We suggest a new procedure for the sequential choice of observations and show it is superior in efficiency to commonly used procedures, such as the "Bruceton" test (Dixon and Mood, 1948), the Langlie (1965) test or Neyer's (1994) procedure. The suggested procedure is based on a D-optimality criterion, and on a Bayesian approximation that exploits a discretization of the parameter space.

Perhaps more important than the improved efficiency, the suggested algorithm can be used in many situations where the former algorithms do not apply. These include extension from the fully sequential design to any partition of the experiment to blocks of observations, from a binary response to any GLM (including Poisson count models), and from the univariate case to the treatment of multiple predictors.

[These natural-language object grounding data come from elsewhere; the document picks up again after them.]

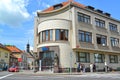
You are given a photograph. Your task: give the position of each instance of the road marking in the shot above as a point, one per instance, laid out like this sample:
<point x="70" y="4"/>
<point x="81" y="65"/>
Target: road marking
<point x="5" y="76"/>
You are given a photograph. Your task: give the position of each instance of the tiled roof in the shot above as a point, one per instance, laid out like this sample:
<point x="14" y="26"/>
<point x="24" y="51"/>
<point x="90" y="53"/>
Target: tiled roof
<point x="3" y="47"/>
<point x="64" y="4"/>
<point x="14" y="49"/>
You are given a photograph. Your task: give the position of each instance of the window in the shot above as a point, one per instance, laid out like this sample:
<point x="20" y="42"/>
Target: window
<point x="83" y="57"/>
<point x="61" y="34"/>
<point x="83" y="18"/>
<point x="100" y="23"/>
<point x="85" y="36"/>
<point x="113" y="27"/>
<point x="46" y="35"/>
<point x="58" y="6"/>
<point x="99" y="58"/>
<point x="113" y="58"/>
<point x="6" y="55"/>
<point x="114" y="42"/>
<point x="101" y="40"/>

We present a comparison of results obtained with the new algorithm versus the "Bruceton" method on an actual sensitivity test conducted recently at an industrial plant. We also provide comprehensive comparison of techniques via a Monte-Carlo simulation.

· Assaf Oron, Department of Statistics, University of Washington, Seattle

Small correction to Isotonic Regression

Many scientific and engineering experiments focus on a monotone function y=F(x), using a sample of observations at different design points, {(x₁,y₁)… (x_n,y_n)}. Some examples are sensory stimulus-response experiments, drug dose-response studies or survival function studies. Isotonic Regression (IR) is the standard non-parametric solution for estimation of F in case some observations violate monotonicity. IR locally ‘flattens’ monotonicity-violating sequences, and so as the extent of such sequences increases, IR’s output may resemble a staircase function. This is undesirable, especially when F is known to be smooth and strictly monotone. Current solutions to this problem use ad-hoc smoothing algorithms. User intervention is required to choose the algorithm and set the value of smoothing parameters.

We propose a statistical solution that does not require such intervention, and therefore can directly replace IR in many applications. This solution – centered isotonic regression (CIR; temporary name) – is based on a conditional expectation analysis of the IR estimate, given the location of monotonicity-violating sequences. It can be shown that CIR has lower MSE than IR, under conditions which are met in typical applications. The advantages of CIR are demonstrated using re-analysis of published data.